En Italie, l’Émilie-Romagne est ainsi organisée. Bologne n’est pas hégémonique. Or, ce projet de loi poursuit une autre logique, cherchant à instaurer la métropole comme territoire réglant les problèmes. Lyon, Marseille, Paris : l’urbain est un concept flottant, peu compatible avec l’équilibre des territoires.

Il n’est pas vrai, comme l’affirme Laurent Davezies, que les territoires dynamiques financent ceux qui ne le sont pas. A la fin des années 90, on a vu que la concentration urbaine avait un coût, que les financements de l’État allaient principalement aux centres urbains, que les territoires alentour ne recevaient que des miettes.

Plus que la compétitivité internationale, c’est la dynamique endogène qu’il faut conforter pour développer l’économie de l’ensemble des territoires. Les transferts de compétences des départements et des communes aux métropoles les priveront de tout pouvoir. Ainsi, dans mon département, le Var, la moitié des moyens humains et financiers reviendront à Toulon : quelle capacité d’intervention, quelle liberté politique restera-t-il aux autres collectivités ?

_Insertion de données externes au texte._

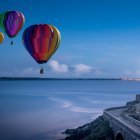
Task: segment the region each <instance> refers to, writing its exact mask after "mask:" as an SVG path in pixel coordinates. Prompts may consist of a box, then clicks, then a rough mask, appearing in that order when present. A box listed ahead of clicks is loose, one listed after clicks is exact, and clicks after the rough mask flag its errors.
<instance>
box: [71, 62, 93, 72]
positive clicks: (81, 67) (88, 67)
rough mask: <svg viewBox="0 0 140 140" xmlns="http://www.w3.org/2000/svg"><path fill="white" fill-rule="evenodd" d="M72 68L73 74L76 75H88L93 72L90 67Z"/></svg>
mask: <svg viewBox="0 0 140 140" xmlns="http://www.w3.org/2000/svg"><path fill="white" fill-rule="evenodd" d="M73 68H74V72H75V73H78V74H85V73H90V72H91V71H92V70H93V68H92V67H91V66H88V65H85V64H77V65H75V66H74V67H73Z"/></svg>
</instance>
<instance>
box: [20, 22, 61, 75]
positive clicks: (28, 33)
mask: <svg viewBox="0 0 140 140" xmlns="http://www.w3.org/2000/svg"><path fill="white" fill-rule="evenodd" d="M22 38H23V44H24V46H25V48H26V49H27V51H28V52H29V53H30V55H31V56H32V57H33V59H34V60H35V61H36V62H37V63H39V64H43V63H46V62H47V61H48V60H49V58H50V57H51V56H52V55H53V54H54V53H55V51H56V50H57V48H58V46H59V44H60V32H59V31H58V29H57V28H56V27H54V26H53V25H49V24H39V25H37V24H36V25H31V26H29V27H28V28H27V29H26V30H25V31H24V33H23V37H22ZM43 72H44V71H43V69H41V70H40V73H41V74H42V73H43Z"/></svg>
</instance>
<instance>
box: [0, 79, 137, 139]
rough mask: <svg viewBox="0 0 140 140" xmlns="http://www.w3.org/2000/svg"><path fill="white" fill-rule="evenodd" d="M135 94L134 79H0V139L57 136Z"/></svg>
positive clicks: (123, 100) (54, 136)
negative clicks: (72, 79) (10, 80)
mask: <svg viewBox="0 0 140 140" xmlns="http://www.w3.org/2000/svg"><path fill="white" fill-rule="evenodd" d="M138 93H140V82H136V81H119V80H118V81H117V80H116V81H113V80H108V81H107V80H49V81H47V80H46V81H37V80H36V81H35V80H34V81H33V80H31V81H30V80H29V81H22V80H19V81H0V140H56V139H60V138H61V137H62V135H60V134H61V132H62V131H64V130H65V129H67V128H75V127H77V126H79V125H83V124H85V123H87V122H90V121H92V120H93V119H94V118H96V117H97V116H98V115H100V114H102V111H103V109H105V108H108V107H113V106H121V105H125V103H126V102H127V101H130V100H134V99H135V94H138Z"/></svg>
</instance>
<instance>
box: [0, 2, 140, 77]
mask: <svg viewBox="0 0 140 140" xmlns="http://www.w3.org/2000/svg"><path fill="white" fill-rule="evenodd" d="M0 3H1V4H0V13H2V12H5V11H7V10H18V11H20V12H22V13H23V14H24V16H25V24H24V26H23V28H22V30H21V31H20V32H19V33H18V35H17V36H16V37H15V38H13V39H12V40H13V42H14V45H13V46H11V45H10V42H11V39H10V38H8V36H7V35H6V34H5V33H4V36H5V39H4V41H3V43H2V44H0V61H1V64H0V76H12V77H15V76H19V77H49V78H77V77H78V78H79V77H80V78H120V77H134V78H139V77H140V8H139V5H140V1H139V0H26V1H25V0H1V2H0ZM32 24H52V25H54V26H56V27H57V28H58V29H59V31H60V33H61V42H60V46H59V48H58V49H57V51H56V53H55V54H54V55H53V56H52V57H51V58H50V60H49V61H48V62H47V63H46V64H44V65H43V67H44V69H45V73H44V74H43V75H40V74H39V69H40V68H41V67H42V65H41V66H40V65H39V64H37V63H36V62H35V60H34V59H33V58H32V57H31V56H30V55H29V53H28V52H27V51H26V49H25V47H24V45H23V43H22V34H23V32H24V30H25V29H26V28H27V27H28V26H30V25H32ZM0 31H1V32H3V30H2V29H0Z"/></svg>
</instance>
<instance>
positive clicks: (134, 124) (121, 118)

Pour les communes très urbanisées, il est normal de prévoir l’intégration. Mais la politique du développement séparé, sans péréquation ni mise en réseaux, va aggraver les inégalités territoriales et renforcer le sentiment d’abandon qui se traduit déjà dans les votes. La métropolisation est en cours depuis trente ans, qui voit les classes aisées s’approprier les centres villes et les classes populaires refluer vers le halo urbain extérieur.

Le renforcement de cette tendance par le projet de loi ne va pas régler le problème. (Applaudissements sur les bancs du RDSE)

Franchement, la lecture de ces compte-rendus détaillés du Sénat est terrible pour nos institutions et nos élus.